By LOQMAN O. IDRIS
I would have wanted to write this piece in a detailed manner. But for want of space and some amount of concern that my readers might lose keenness in reading comprehensively, I set it in an elemental frame. I made it as “sabotable” as possible, to borrow a term from my idol, Masiding Noor Yahya.
Having been here in Malaysia for a couple of weeks preceding its advanced Nov. 19, 2022, General Elections which was supposed to be held next year 2023, I was one of those who held breath anxiously waiting to whom the premiership should be awarded. I used the term “award” because when any major block fails to clinch the simple majority which is 112 out of 222 parliamentary seats, then it will come up with a so-called “hung parliament”. This is the first time to occur in the country’s 59-year history; thus, the impasse with twists and turns of events. As multi-cultural and multi-religious country, an unnecessary rangy impasse could reignite hostilities along the cultural and religious lines.
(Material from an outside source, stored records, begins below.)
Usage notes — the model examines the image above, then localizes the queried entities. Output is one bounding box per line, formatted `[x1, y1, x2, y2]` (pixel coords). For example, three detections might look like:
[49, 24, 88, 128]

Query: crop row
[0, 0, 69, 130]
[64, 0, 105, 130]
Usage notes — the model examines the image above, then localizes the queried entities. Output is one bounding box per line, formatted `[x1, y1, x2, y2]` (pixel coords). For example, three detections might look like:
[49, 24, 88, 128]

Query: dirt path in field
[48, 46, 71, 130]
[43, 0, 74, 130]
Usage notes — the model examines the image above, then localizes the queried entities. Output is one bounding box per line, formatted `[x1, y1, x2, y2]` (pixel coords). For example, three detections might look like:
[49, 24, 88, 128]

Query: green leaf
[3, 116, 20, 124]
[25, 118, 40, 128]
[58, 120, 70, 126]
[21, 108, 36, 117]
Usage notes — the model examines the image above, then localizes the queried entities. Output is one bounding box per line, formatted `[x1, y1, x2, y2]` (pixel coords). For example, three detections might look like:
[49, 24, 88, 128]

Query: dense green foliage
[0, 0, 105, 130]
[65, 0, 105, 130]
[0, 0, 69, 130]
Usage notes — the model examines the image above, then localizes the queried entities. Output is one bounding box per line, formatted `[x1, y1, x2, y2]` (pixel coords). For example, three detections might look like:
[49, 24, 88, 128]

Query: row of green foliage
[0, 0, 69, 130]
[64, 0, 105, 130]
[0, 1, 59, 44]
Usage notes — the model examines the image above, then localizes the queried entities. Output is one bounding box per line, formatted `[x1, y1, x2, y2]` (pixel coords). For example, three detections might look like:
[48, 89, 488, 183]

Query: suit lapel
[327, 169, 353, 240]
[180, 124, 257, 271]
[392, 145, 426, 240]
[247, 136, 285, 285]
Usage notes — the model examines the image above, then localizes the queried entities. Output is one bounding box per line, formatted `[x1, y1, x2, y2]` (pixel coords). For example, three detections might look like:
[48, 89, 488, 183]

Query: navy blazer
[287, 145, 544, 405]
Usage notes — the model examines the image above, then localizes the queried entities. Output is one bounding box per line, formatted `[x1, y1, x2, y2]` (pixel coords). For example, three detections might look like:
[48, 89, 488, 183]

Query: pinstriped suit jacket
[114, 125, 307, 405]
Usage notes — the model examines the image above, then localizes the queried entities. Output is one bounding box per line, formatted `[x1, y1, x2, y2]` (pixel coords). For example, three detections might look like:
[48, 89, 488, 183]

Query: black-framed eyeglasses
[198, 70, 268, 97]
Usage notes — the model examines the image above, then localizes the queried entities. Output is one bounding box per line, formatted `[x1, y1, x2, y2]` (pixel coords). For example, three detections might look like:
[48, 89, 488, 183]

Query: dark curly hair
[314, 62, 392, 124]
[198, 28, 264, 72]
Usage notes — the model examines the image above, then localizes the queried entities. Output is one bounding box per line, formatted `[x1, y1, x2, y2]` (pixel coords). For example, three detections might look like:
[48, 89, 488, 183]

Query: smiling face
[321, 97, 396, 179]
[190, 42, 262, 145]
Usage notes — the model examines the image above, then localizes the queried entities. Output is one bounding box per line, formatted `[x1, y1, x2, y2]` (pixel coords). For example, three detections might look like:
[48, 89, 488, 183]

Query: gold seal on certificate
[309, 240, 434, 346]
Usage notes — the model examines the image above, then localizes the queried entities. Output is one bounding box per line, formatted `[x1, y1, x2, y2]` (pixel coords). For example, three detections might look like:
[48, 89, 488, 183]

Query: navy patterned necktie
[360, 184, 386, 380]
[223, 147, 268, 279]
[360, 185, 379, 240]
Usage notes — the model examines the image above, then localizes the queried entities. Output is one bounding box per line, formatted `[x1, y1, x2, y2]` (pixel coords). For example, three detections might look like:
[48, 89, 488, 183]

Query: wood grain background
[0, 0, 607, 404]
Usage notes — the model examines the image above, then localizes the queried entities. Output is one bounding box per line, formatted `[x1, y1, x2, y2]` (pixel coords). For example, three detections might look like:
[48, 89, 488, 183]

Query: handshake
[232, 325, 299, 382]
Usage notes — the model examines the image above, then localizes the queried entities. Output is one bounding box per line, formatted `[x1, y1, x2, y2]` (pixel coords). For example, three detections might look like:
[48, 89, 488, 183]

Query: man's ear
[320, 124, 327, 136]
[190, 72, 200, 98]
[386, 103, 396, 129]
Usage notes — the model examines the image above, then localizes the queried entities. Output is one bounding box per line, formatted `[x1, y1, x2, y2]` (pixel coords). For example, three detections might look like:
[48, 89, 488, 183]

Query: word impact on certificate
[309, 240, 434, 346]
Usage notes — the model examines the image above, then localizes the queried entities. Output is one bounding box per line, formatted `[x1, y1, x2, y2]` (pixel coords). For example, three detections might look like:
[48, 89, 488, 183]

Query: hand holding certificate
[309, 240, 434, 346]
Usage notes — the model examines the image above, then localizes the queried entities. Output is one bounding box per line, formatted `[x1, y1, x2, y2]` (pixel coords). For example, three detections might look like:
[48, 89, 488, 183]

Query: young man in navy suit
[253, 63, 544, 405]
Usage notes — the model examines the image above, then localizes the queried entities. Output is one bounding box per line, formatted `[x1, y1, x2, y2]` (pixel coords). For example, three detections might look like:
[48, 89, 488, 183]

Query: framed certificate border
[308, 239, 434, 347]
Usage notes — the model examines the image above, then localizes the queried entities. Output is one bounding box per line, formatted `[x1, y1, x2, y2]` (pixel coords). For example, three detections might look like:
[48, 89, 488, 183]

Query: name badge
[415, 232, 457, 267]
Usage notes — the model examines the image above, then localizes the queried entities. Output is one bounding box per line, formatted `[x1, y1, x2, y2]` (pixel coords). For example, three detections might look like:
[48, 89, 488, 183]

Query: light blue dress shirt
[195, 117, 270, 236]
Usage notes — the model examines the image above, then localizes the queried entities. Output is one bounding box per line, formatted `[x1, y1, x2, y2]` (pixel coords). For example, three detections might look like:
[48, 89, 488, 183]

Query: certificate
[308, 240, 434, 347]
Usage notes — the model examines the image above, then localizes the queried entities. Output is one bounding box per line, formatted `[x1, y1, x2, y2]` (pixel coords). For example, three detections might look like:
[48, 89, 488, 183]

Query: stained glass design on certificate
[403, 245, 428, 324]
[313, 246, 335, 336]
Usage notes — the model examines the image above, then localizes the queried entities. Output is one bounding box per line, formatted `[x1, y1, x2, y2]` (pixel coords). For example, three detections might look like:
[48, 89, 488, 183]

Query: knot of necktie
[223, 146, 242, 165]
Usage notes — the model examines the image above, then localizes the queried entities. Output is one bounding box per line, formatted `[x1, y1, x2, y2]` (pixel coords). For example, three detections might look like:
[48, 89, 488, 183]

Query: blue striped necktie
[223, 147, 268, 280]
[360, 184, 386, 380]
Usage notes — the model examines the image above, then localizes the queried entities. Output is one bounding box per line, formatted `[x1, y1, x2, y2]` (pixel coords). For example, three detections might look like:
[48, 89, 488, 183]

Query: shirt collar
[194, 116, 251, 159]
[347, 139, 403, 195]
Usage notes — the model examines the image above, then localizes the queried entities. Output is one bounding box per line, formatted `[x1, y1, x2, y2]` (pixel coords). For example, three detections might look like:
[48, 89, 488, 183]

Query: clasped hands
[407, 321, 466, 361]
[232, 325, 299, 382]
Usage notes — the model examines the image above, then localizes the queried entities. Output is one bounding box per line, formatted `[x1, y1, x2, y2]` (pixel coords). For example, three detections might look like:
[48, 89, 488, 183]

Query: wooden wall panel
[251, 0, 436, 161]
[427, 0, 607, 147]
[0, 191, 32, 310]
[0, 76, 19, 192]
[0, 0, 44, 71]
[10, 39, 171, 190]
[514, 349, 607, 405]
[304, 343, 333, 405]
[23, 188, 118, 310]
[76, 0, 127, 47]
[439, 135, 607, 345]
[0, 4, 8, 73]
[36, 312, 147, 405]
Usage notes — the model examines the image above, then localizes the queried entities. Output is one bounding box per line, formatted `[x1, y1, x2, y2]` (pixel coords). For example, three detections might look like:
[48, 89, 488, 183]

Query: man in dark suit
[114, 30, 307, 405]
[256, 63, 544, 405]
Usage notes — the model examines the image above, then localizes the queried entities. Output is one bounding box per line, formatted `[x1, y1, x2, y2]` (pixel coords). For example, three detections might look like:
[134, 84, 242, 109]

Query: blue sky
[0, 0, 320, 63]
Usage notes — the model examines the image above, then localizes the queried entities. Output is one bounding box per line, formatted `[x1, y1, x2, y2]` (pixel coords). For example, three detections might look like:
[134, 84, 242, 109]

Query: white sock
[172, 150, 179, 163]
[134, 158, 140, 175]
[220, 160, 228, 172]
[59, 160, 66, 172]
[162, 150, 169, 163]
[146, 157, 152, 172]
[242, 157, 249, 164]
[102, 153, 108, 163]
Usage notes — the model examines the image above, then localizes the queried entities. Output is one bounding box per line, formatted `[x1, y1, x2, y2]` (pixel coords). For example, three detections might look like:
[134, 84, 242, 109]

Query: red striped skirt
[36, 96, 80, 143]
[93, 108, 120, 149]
In this case, the decision as to whom the premiership will be awarded is all up to the King (Yang di-Pertuan Agong).
The PH (Pakahatan Harapan) led by Anwar Ibrahim garnered 82 seats; while the PN (Perikatan Nasional), led by Muhyidin Yassin got 73 seats. BN (Barisan Nasional), the dominant party since Malaysian independence in 1963 managed to obtain only 30 seats – their leaders battling corruption cases in court being the culprit behind their fall. Former PM Najib Razzaq is presently placed behind bars for the 1MDB scandal and party president and chairman Ahmad Zahid Hamidi is grappling with 47 counts of corruption cases in court. These are all peninsula-based parties – each with component parties.
A BN submitting to a coalition with PH following a Nov 21 joint meeting between the two parties could have propelled Anwar Ibrahim into the premiership but some BN key members such as acting PM Ismael Sabri Yakob and Defence Minister Hishammuddin Hussein were obstinately unyielding, thus, prompting the party to go for the oppositional fence to take on the check and balance job. A GPS (23 seats), GRS (6 seats) and unrevealed 19 MPs proving true to their verbal commitment to Muhyidin could have catapulted the latter to the coveted post. Meanwhile, GTA (Gerakan Tanah Air), a newly formed party by political giant Dr. Mahathir Mohammad, fielded 121 candidates but got empty-handed. Both Dr. M and his son, Mukhriz, ran in different areas. His old age and perceived abnegation of a pact of power-sharing with Anwar Ibrahim following their victory in the GE14 could be the cause.
At 4:30 pm, Tuesday, the King summoned Anwar and Muhyidin into the Istana Negara. Enunciating that no one was able to secure a simple majority, he proposed for them to work together in forming the government. Muhyidin discontentedly went out of the palace speechless. Anwar said a few words to media people emphasizing that no decision has been arrived at yet.
Muhyidin convened his supporters probably to seek their thoughts on the matter, after which they pronounced in chorus of a rejective stance on the King’s proposal confidently claiming that they have achieved the simple majority in the Dewan Rakyat. A fact viewed by many as disrespect to the King. Perhaps, the GPS and the unrevealed MPs stepped back for one reason or another. The new law “Anti-hopping” pertaining to political parties could be one; or because BN stayed neutral that GPS’ insufficient numbers will not hold water anyway; or in profound respect for the King whose only wish is to have a stable government to avoid a repeat of the previous government whose helm shifted through 3 hands due to political maneuvering.
Perhaps, BN could be the key to break the deadlock. Thus, the King summoned the 30 victorious BN stalwarts for an audience the following day, Wednesday, but they asked for postponement probably to ensure a unanimous stand. The UMNO component of BN has distaste against Muhyidin. In its conclusive meeting, they resolved to support unity government but not with PN at the head. The King then summoned GPS MPs who subsequently heeded the King’s call for a unity government.
Nov 24, Thursday morning. The 8 Malay rulers met to allow the King to choose an MP who, in his opinion, “might command the confidence of the majority in the Dewan Rakyat and his decision cannot be challenged no matter what mathematical explanation is given…”
At 5pm, Yang di-Pertuan Agong Al-Sultan Abdullah Ri’ayatuddin Al-Mustafa Billah Shah will swear in MP Anwar Ibrahim at the Istana Negars as the 10th Prime Minister of Malaysia.